1.0.0 • Published 10 months ago

geo_radius_scraper v1.0.0

Weekly downloads
-
License
MIT
Repository
github
Last release
10 months ago

Geo Radius Scraper

Helps when scraping geodata from an API that returns points near a given location.

How does it work

We want to querying an API to retrieve all points inside a specific target area.

  1. Start by determining your target area, which can be defined as either a bounding box or a polygon. This is the area you're interested in getting data for.

  2. Select any point at the edge of this target area. You will use this point to make your first request to the API.

  3. The API responses with a set of data entries. Add these entries to your collection of results. This could be done using a data structure like a map.

  4. Now, imagine drawing a circle around the request point you chose.
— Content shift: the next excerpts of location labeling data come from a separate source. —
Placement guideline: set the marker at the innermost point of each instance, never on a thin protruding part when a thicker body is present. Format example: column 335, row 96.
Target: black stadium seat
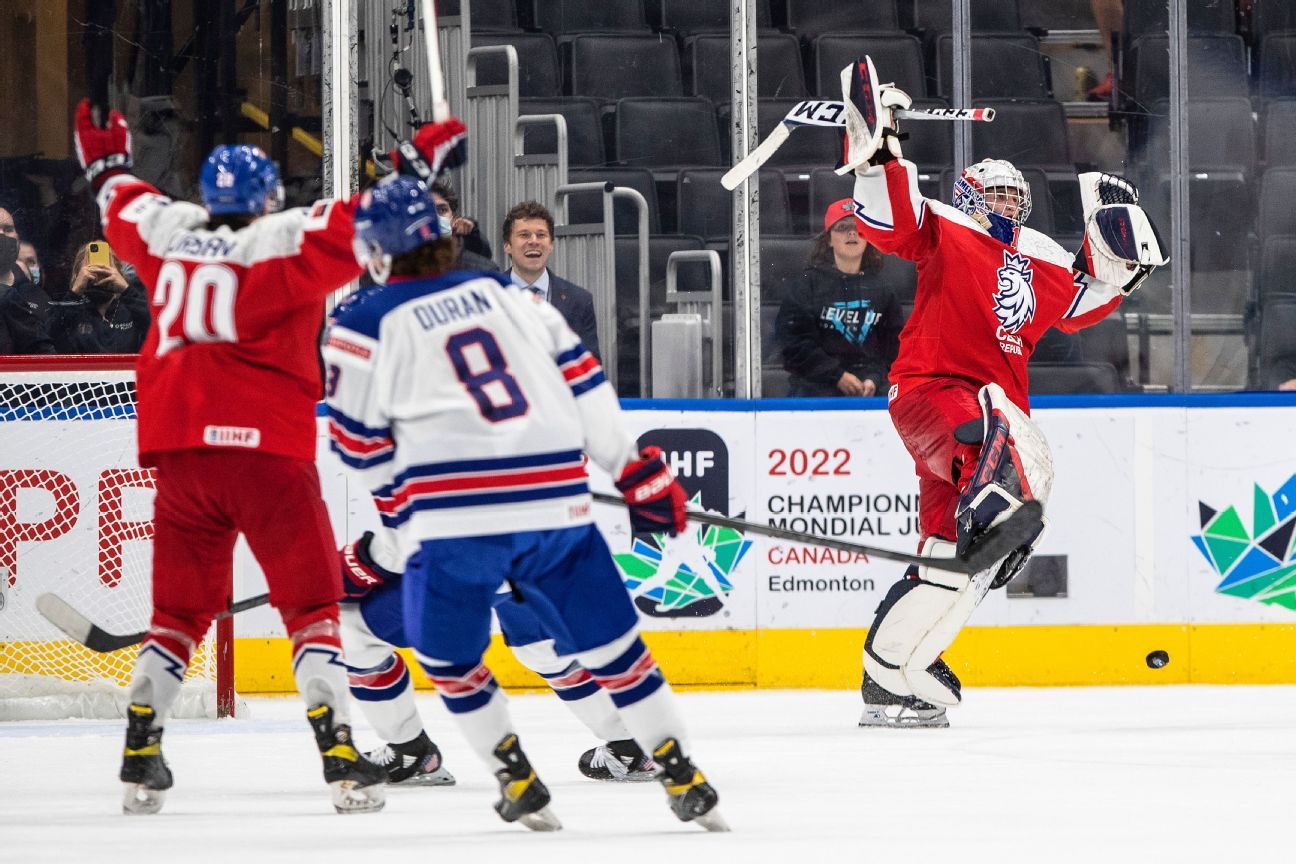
column 585, row 131
column 706, row 207
column 587, row 207
column 810, row 18
column 897, row 57
column 617, row 66
column 1005, row 65
column 537, row 62
column 779, row 74
column 666, row 132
This circle should be the smallest possible that can cover all the data entries you received. So the radius of this circle is the distance from the request point to the furthest data entry.

  5. We can reasonably assume that there are no more data entries within this circle because the API has already provided all the data for this specific area. So, we can "subtract" this circle from our target area, essentially excluding this circle from the areas we are interested in.

  6. We then repeat the process: select a new point in the remaining target area, make an API request, gather the data, draw a new circle, and subtract that from the target area.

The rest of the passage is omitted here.